One of the biggest rivalries in the modern aerospace industry is between Boeing and SpaceX. Despite their radically different cultures, the aerospace giant and the smaller upstart compete for many different kinds of contracts, and perhaps nowhere has the competition been more keen than for NASA funds.
In 2014, both Boeing and SpaceX received multibillion awards (Boeing asked for, and got, 50 percent more funding for the same task) to finalize development of spacecraft to carry astronauts to the International Space Station as part of the commercial crew program.
A narrow margin
Although both Boeing and SpaceX have established various launch dates—first in 2017, and now slipped to 2018 and 2019—NASA hasn’t publicly tipped its hand on which company is actually ahead in the race. Now, however, a new report from the US Government Accountability Office has provided a window into NASA’s internal thinking on commercial crew launch dates.
The data is several months old, coming from an April 2018 analysis. But it’s insightful all the same. The report shows when NASA believes Boeing and SpaceX will each have completed a single non-crewed test flight, a test flight with crew, and then undergo a certification process to become ready for operational flights.

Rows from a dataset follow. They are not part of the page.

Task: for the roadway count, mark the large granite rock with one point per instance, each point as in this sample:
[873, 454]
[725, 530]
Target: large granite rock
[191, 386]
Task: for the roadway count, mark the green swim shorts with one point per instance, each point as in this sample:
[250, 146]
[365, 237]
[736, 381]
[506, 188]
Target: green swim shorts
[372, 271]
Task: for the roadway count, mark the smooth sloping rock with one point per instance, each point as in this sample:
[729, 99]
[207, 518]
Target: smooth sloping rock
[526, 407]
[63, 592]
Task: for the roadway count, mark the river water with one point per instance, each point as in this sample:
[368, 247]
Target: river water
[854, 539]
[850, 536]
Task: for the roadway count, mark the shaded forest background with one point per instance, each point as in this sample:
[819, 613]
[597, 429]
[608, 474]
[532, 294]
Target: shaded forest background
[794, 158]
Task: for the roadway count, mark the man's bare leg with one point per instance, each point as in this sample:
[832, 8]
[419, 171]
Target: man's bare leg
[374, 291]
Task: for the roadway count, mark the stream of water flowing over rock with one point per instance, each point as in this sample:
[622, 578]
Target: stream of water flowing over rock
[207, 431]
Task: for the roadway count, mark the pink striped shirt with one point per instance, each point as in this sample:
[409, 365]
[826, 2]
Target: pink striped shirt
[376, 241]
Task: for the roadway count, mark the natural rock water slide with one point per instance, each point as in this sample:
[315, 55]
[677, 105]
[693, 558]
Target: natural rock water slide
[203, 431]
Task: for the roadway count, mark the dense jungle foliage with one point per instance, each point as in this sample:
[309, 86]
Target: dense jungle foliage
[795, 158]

This is known as the “certification milestone.”
Based on NASA’s “schedule risk analysis” from April, the agency estimates that Boeing will reach this milestone sometime between May 1, 2019, and August 30, 2020. For SpaceX, the estimated range is August 1, 2019, and November 30, 2020. The analysis’ average certification date was December, 2019 for Boeing and January, 2020 for SpaceX.

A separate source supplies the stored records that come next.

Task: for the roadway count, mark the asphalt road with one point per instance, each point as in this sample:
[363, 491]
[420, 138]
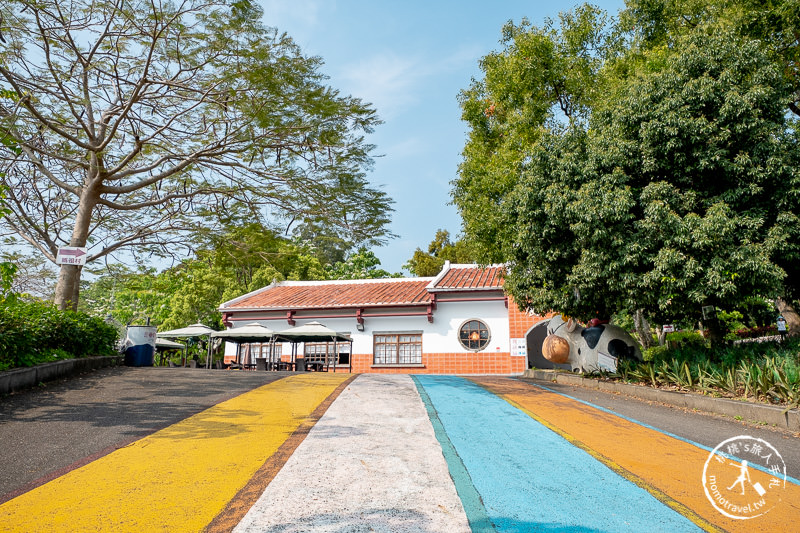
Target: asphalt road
[522, 455]
[706, 429]
[73, 421]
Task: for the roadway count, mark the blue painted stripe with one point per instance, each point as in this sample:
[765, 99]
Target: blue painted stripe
[531, 479]
[477, 517]
[648, 426]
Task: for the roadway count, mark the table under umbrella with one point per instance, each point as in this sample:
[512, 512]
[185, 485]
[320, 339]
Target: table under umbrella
[316, 332]
[249, 333]
[195, 330]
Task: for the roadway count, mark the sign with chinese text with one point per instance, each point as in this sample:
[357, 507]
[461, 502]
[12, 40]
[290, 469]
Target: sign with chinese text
[70, 255]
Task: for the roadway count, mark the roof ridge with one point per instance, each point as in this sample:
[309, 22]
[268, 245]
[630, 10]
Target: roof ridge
[311, 283]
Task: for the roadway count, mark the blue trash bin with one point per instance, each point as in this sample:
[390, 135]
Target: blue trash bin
[140, 345]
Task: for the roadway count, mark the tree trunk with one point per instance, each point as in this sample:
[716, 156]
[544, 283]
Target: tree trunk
[642, 328]
[789, 315]
[69, 278]
[68, 287]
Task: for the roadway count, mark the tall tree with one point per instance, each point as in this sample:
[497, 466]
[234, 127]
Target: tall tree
[441, 249]
[127, 123]
[679, 190]
[543, 76]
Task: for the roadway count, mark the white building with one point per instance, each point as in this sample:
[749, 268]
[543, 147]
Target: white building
[459, 322]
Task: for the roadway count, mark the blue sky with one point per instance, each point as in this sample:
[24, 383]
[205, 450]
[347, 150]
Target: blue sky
[409, 59]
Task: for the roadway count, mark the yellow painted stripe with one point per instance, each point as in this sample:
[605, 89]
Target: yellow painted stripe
[179, 478]
[671, 469]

These are obviously razor-thin margins, but the new report also indicates that Boeing is ahead in submitting paperwork needed for approval of its various flight systems and processes. This is consistent with what independent sources have told Ars, that Boeing is more familiar with NASA and better positioned to comply with its complex certification processes.
Contingency plan needed
This report was conducted to warn Congress that NASA has no contingency plan for how to keep its astronauts on board the International Space Station after November 2019, when the last Russian Soyuz seat NASA has procured is scheduled to fly home.
“While NASA is working on potential solutions, there is no contingency plan in place to address this potential gap,” the report states. “Without a viable contingency plan, NASA puts at risk achievement of the US goal and objective for the ISS.”
With this report in hand, Congress will probably press NASA to finalize and release such a plan. Previously, NASA has indicated it may turn the first Boeing crewed flight, which would precede the “certification milestone,” into an operational flight and extend its mission to the station. It may also seek to delay the return of that final Soyuz mission from November 2019 for two months into January 2020. Depending on the extent of schedule delays, however, neither of those measures may prove adequate.